Suspended Spanish football chief Luis Rubiales could face further domestic sanctions as the country’s top sports court meets Monday to examine complaints against him for forcibly kissing Women’s World Cup star Jenni Hermoso.
World football governing body FIFA provisionally suspended Rubiales for 90 days on Saturday but the 46-year-old could face a longer suspension from the Spanish government, if the sports court opens proceedings against Rubiales for “very serious” offences or an “abuse of authority”.
Spain’s top sports court (TAD) began meeting online from 1100 GMT.
The Spanish government has said it will take action against Rubiales if the sports court gives them the go-ahead.
“If the court upholds the complaint and begins to process that case, we can request the provisional suspension of the president of the RFEF (the football federation) until TAD finishes analysing it and takes their decision,” Sports Minister Miquel Iceta said on Friday.
Spain midfielder Hermoso says Rubiales’ kiss before Spain lifted the World Cup trophy in Sydney was not consensual, despite his claims to the contrary, and 81 players went on strike from the women’s side in protest after the federation chief refused to resign.
In a powerful statement on Friday, Hermoso said: “I felt vulnerable and a victim of an assault, an impulsive, macho act, out of place and with no type of consent on my part.”
As many as 11 members of women’s football staff in the Spanish football federation have also resigned from their posts, although controversial Spain women’s coach Jorge Vilda did not, although he has criticised Rubiales’ conduct.
The federation, under interim president Pedro Rocha, have called a new emergency meeting for Monday afternoon between presidents of the regional federations, a source close to the matter told AFP.

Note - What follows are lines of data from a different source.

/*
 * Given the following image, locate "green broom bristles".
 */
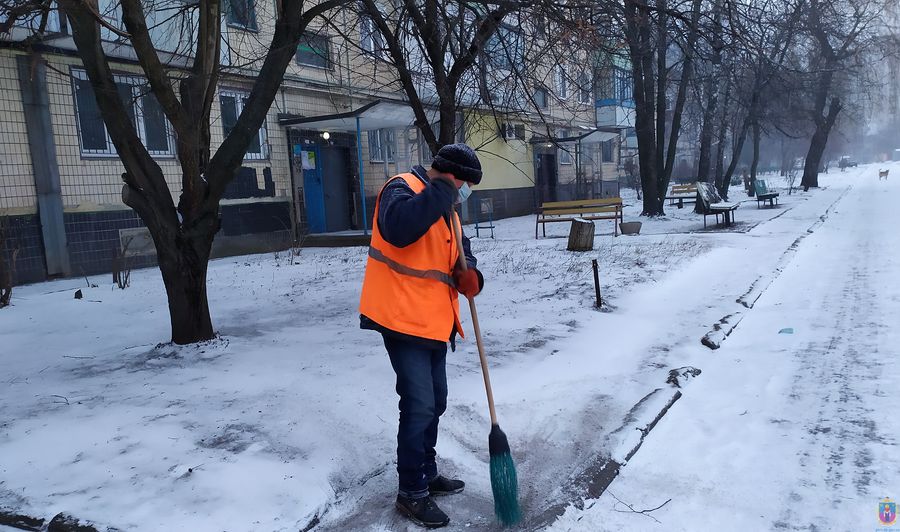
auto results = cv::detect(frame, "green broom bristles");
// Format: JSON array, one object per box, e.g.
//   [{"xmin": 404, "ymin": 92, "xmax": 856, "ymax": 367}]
[{"xmin": 489, "ymin": 424, "xmax": 521, "ymax": 526}]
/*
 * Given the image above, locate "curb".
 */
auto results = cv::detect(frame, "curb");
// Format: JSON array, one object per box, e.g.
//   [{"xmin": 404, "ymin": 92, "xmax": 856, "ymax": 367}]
[
  {"xmin": 0, "ymin": 511, "xmax": 107, "ymax": 532},
  {"xmin": 529, "ymin": 368, "xmax": 701, "ymax": 530},
  {"xmin": 700, "ymin": 186, "xmax": 850, "ymax": 350}
]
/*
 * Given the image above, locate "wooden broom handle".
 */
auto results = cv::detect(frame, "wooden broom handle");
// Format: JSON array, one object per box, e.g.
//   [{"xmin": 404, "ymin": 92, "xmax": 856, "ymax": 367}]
[{"xmin": 452, "ymin": 213, "xmax": 498, "ymax": 425}]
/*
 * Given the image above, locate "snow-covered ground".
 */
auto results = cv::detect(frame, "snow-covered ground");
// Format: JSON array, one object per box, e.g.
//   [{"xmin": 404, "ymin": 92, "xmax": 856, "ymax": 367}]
[
  {"xmin": 548, "ymin": 164, "xmax": 900, "ymax": 531},
  {"xmin": 1, "ymin": 165, "xmax": 894, "ymax": 531}
]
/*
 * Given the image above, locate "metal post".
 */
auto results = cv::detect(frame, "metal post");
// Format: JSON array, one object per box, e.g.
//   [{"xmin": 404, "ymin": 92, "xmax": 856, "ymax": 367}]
[
  {"xmin": 592, "ymin": 259, "xmax": 602, "ymax": 308},
  {"xmin": 356, "ymin": 116, "xmax": 369, "ymax": 235}
]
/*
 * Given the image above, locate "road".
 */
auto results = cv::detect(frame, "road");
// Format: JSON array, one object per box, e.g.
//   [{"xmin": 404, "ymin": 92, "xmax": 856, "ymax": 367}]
[{"xmin": 549, "ymin": 167, "xmax": 900, "ymax": 531}]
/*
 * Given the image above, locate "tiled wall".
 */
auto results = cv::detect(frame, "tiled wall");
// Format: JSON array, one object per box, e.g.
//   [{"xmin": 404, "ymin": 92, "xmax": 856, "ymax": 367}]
[
  {"xmin": 1, "ymin": 214, "xmax": 45, "ymax": 283},
  {"xmin": 464, "ymin": 186, "xmax": 536, "ymax": 225},
  {"xmin": 64, "ymin": 209, "xmax": 156, "ymax": 277},
  {"xmin": 61, "ymin": 201, "xmax": 291, "ymax": 278},
  {"xmin": 0, "ymin": 51, "xmax": 37, "ymax": 212}
]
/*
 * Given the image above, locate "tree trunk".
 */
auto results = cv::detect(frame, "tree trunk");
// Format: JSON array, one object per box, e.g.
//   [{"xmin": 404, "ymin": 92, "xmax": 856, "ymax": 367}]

The president of the CSD, Victor Francos, will speak about the Rubiales situation and any potential measures the government can take later Monday.
“The only sanctions provided for by the Sports Law are to impose a fine or ineligibility for a period of between two and fifteen years,” sports lawyer Toni Roca said in an interview on Spanish public television Sunday.
Criticism of Rubiales mounted last week after he kissed Hermoso following Spain’s World Cup final victory over England on August 20.
Andres Iniesta, who scored the only goal in the 2010 men’s World Cup final to give Spain the trophy for the first time, said Rubiales’ conduct had “tarnished” the women’s achievement.
“I believe that we cannot tolerate actions like the ones we have seen, which have tarnished such a great milestone as winning a World Cup,” Iniesta said on social media.
“(Instead of celebrating) we have had to put up with a president who has clung on to his position, who has not admitted that his behaviour has been unacceptable and is damaging the image of our country and our football around the world.
“It’s a shame that a beautiful story that so many players have built over so many years has been soiled.”
Many women’s players around the world, including those from World Cup runners-up England, have raised their voices in support of Hermoso.
Fewer have in the men’s game, although Real Betis striker Borja Iglesias retired from the Spanish national team in protest against Rubiales’ conduct and refusal to resign.
Iglesias was applauded by Athletic Bilbao fans at the San Mames on Sunday as he came on as a substitute in a La Liga match.
Sevilla players appeared on Saturday before their game against Girona in t-shirts with a slogan reading ‘It’s Over’ — a message in support of Hermoso and the striking Spanish players, who began using that phrase on social media when speaking about the issue.